Drivers will need to focus more than ever at the job at hand after the country moves to alert level 2.
That's the message from the Automobile Association.
It could be up to six weeks since Kiwis last sat behind the steering wheel and it could take time for people to adjust to the change.
Traffic volumes should increase but it was impossible to say by how much, AA's principal adviser for infrastructure and motoring affairs Barney Irvine said.
"It's fair to say that traffic volumes will be a step up from where they are at the moment, but still some way short of where they'd be if we were in a normal environment," Irvine said.
"Taking a guess, we'd say that congestion levels under level 2 will probably be somewhere approaching what we'd see in one of the lighter non-holiday periods of the year, like late January."
Congestion had largely subsided during levels 4 and 3, with the commute to the Auckland CBD from Albany in the morning rush hour usually taking 40 minutes or more. At the moment, the journey only took around 10 minutes.
The road toll had been incredibly low during the lockdown period, with only nine deaths on New Zealand roads recorded in April, Irvine said.
It was the first time April's road toll had been in single digits since records began in 1965 and compared with an average of 32 deaths for the month over the past five years.
"Unfortunately, this will inevitably climb back up, but again it's impossible to say by how much," Irvine said.
"More traffic inevitably means more congestion and more accidents."
In the first week of level 3, traffic numbers were less than half the normal amount in the country's major city centres.
Auckland traffic had more than halved from the year before to midnight, Friday, May 1, by a whopping 54.6 per cent.
Wellington traffic dipped 61.2 per cent, with the most drastic change taking place in Christchurch where traffic was down more than 70 per cent on the year before.
Kiwis were told to remain at home as much as possible under level 4, with strict restrictions remaining in place after the lockdown.
However, there was an increase in traffic numbers after the country lowered its alert level on April 27.
Light traffic in Dunedin skyrocketed 108.5 per cent in the first week of level 3 from the week before when the country was in lockdown. Heavy traffic was up 100 per cent.
In the capital, there was a 132.4 per cent increase in heavy traffic, with light traffic ticking up more than 80 per cent.
It was a similar story in Auckland, where heavy traffic rose more than 90 per cent and light traffic increased more than 85 per cent than the last week of level 4.
Public transport use was predictably at an all-time low, dipping more than 90 per cent in Auckland from the year before, as of May 3.
However, it saw an uptick in the first week of level 3 compared to the previous week - leaping more than 90 per cent in Wellington.

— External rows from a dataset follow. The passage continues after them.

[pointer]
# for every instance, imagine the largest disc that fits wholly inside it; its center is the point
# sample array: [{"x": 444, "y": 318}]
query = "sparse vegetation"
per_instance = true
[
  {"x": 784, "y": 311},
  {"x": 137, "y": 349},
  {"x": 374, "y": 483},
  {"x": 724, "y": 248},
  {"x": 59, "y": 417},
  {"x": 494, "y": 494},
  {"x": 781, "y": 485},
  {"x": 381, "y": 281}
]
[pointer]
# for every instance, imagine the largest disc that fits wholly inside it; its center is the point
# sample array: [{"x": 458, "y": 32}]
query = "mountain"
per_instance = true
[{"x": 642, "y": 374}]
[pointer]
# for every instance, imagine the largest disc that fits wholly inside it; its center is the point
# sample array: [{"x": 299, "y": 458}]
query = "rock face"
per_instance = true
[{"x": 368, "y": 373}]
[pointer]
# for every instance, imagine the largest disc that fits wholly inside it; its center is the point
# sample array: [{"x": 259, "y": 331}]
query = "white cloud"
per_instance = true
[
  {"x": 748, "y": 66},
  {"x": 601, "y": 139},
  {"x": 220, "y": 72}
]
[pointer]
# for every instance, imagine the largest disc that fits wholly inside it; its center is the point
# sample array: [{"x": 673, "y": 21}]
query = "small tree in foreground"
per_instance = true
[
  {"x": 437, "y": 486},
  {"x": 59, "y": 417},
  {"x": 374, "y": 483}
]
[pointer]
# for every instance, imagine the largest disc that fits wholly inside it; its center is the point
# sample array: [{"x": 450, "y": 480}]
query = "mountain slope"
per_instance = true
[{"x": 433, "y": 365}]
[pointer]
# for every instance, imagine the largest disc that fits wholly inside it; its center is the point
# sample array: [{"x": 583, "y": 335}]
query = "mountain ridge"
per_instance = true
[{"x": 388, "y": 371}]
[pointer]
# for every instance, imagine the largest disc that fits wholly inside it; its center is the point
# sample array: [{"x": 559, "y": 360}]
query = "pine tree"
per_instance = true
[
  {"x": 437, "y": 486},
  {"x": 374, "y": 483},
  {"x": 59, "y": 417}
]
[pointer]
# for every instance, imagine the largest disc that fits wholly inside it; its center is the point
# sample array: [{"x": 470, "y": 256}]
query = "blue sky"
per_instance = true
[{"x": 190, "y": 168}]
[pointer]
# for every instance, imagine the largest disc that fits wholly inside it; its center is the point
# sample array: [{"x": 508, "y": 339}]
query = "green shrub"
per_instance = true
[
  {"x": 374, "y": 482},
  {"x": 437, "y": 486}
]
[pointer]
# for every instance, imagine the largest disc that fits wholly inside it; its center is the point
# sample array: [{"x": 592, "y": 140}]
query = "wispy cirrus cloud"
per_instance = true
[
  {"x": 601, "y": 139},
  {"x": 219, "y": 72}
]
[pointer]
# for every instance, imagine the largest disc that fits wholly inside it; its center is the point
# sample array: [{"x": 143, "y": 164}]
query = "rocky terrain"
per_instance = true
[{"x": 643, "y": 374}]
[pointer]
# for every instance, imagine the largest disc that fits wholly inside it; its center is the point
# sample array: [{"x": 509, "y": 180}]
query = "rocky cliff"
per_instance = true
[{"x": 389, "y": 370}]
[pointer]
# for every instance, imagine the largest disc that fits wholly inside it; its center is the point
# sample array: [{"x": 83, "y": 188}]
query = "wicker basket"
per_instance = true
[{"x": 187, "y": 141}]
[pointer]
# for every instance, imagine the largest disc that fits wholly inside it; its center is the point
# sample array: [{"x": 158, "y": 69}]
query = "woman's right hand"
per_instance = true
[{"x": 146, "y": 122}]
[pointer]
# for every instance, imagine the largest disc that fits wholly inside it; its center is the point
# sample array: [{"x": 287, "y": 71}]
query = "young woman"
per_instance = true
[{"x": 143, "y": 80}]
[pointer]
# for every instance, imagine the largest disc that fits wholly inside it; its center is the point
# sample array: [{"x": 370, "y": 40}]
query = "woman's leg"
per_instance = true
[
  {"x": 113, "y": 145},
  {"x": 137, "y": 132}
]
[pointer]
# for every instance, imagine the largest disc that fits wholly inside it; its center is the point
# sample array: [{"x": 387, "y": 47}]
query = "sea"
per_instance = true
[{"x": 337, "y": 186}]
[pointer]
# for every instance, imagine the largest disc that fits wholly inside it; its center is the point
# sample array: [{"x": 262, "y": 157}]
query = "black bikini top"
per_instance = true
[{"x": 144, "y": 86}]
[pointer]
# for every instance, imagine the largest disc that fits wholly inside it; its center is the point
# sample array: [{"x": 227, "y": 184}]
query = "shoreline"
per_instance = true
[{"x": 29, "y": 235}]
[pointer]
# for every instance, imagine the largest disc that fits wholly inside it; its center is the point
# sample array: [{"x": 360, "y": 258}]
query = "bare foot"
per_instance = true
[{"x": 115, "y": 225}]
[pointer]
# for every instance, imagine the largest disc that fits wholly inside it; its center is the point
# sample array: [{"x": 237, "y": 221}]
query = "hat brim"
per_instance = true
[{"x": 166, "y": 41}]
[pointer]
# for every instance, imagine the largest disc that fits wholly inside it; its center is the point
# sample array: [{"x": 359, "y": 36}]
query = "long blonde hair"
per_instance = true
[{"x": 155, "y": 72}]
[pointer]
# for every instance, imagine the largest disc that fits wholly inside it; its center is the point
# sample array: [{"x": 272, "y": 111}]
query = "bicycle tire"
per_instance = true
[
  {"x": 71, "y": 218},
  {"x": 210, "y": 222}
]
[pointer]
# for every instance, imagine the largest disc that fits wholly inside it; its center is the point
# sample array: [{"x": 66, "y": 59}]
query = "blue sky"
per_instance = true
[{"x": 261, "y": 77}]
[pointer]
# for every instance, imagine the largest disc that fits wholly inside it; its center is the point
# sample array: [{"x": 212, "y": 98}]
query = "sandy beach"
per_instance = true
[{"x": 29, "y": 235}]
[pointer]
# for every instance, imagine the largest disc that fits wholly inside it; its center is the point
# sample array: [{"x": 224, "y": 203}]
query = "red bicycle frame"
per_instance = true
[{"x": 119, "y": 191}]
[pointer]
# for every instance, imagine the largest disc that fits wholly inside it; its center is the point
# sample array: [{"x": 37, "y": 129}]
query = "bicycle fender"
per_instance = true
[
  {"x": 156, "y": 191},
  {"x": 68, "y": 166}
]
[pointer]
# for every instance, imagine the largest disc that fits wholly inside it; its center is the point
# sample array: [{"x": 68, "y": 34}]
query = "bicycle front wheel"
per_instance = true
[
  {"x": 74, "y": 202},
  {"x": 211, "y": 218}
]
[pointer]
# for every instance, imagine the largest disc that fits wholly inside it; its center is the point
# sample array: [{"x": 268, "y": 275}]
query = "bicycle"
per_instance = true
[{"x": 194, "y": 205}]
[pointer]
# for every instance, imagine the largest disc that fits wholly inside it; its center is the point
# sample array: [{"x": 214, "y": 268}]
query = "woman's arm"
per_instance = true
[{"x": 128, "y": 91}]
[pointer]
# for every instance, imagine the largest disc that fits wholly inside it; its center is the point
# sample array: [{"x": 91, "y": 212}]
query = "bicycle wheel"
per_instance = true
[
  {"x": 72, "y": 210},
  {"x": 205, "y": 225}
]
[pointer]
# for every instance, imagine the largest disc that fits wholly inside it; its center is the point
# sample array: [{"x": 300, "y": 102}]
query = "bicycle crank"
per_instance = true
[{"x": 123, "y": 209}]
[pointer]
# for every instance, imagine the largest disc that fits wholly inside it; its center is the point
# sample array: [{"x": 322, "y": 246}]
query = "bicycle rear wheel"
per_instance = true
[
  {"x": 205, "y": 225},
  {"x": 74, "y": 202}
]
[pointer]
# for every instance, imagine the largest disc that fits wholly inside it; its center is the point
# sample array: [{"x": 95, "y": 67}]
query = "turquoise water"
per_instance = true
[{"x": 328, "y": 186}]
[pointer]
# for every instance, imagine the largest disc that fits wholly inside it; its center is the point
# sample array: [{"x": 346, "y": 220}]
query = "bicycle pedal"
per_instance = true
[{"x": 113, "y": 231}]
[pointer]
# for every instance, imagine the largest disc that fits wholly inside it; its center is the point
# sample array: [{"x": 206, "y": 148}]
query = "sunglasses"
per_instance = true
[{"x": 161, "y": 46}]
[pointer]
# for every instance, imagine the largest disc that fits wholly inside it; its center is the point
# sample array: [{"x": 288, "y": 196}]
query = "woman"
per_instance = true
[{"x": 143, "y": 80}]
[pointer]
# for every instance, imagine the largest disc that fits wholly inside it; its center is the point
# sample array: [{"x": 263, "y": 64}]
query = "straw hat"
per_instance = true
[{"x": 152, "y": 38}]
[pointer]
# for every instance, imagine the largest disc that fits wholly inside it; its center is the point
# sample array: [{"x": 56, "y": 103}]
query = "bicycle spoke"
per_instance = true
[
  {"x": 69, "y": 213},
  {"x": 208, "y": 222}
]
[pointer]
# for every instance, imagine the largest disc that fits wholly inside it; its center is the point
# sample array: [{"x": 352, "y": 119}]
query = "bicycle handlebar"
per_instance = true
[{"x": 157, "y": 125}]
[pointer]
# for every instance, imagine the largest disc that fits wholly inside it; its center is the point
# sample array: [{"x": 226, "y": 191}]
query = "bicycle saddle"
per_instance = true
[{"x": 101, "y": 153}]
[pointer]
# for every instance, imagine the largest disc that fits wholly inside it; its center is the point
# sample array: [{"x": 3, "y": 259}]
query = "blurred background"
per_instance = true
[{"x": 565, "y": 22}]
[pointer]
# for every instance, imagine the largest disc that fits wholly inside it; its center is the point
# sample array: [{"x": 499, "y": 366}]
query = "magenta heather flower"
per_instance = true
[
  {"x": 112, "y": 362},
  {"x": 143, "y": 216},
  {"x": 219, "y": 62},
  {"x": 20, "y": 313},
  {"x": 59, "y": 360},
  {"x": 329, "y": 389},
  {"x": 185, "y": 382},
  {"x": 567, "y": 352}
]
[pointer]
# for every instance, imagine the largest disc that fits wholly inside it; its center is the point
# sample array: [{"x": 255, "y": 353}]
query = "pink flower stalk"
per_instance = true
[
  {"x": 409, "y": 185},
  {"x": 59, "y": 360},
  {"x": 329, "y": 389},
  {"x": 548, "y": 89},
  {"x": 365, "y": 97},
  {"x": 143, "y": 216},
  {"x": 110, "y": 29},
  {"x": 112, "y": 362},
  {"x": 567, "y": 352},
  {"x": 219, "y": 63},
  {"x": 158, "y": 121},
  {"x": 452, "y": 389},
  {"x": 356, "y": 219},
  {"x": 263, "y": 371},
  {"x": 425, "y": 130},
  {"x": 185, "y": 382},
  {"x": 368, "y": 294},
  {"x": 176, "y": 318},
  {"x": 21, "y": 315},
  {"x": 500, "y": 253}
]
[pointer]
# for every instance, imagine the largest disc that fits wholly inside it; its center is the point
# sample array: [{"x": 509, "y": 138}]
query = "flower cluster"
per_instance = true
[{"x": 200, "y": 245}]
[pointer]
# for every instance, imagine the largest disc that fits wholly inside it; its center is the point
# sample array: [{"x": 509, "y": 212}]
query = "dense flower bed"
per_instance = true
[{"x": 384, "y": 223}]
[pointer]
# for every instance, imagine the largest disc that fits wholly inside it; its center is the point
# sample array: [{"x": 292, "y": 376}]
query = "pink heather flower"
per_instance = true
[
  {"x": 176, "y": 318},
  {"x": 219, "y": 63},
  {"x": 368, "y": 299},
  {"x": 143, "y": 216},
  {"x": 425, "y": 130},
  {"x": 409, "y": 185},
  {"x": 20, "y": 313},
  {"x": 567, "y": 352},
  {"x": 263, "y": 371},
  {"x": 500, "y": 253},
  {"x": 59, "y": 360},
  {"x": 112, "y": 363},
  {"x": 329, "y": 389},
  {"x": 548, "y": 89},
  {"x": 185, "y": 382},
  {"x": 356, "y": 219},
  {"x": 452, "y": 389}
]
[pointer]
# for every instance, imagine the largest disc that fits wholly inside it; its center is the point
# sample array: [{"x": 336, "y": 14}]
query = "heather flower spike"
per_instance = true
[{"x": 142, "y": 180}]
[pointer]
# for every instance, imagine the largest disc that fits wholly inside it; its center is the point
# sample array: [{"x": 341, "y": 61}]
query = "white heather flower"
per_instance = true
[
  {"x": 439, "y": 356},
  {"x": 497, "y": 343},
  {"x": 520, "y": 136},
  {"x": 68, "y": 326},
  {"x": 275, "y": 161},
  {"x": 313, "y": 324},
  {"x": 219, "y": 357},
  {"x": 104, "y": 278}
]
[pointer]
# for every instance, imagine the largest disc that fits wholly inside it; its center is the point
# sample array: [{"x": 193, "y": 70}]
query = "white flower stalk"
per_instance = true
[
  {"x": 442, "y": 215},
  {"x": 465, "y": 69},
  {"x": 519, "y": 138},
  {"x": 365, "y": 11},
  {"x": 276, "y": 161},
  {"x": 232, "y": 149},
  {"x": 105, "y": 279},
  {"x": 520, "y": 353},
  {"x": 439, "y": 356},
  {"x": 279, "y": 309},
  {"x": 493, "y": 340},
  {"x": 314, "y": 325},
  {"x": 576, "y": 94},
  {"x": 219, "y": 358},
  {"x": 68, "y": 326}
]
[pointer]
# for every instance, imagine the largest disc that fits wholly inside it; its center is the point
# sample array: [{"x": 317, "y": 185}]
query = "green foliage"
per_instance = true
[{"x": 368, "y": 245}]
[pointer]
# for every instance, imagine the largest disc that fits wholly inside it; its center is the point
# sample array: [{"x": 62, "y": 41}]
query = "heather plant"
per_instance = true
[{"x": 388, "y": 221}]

The empty streets swiftly improved the air quality of the quietened cities, with scientists seeing a steep drop in nitrogen oxide in the first week of lockdown alone.
Niwa air quality scientist Dr Ian Longley earlier told the Herald that the levels of nitrogen oxide in Auckland, found in pollutants from vehicle exhausts, had dipped.
"At the Takapuna monitoring site, close to the Northern Motorway, nitrogen oxide levels at the end of last week were about a third lower than that normally seen during the morning rush hour.
"For the remaining daylight hours, they were reduced by up to 80 per cent.
"Whether these reductions in air pollution are entirely due to the lockdown, or are merely reflecting fluctuations in the weather is not yet clear, but will become more obvious over the next couple of weeks."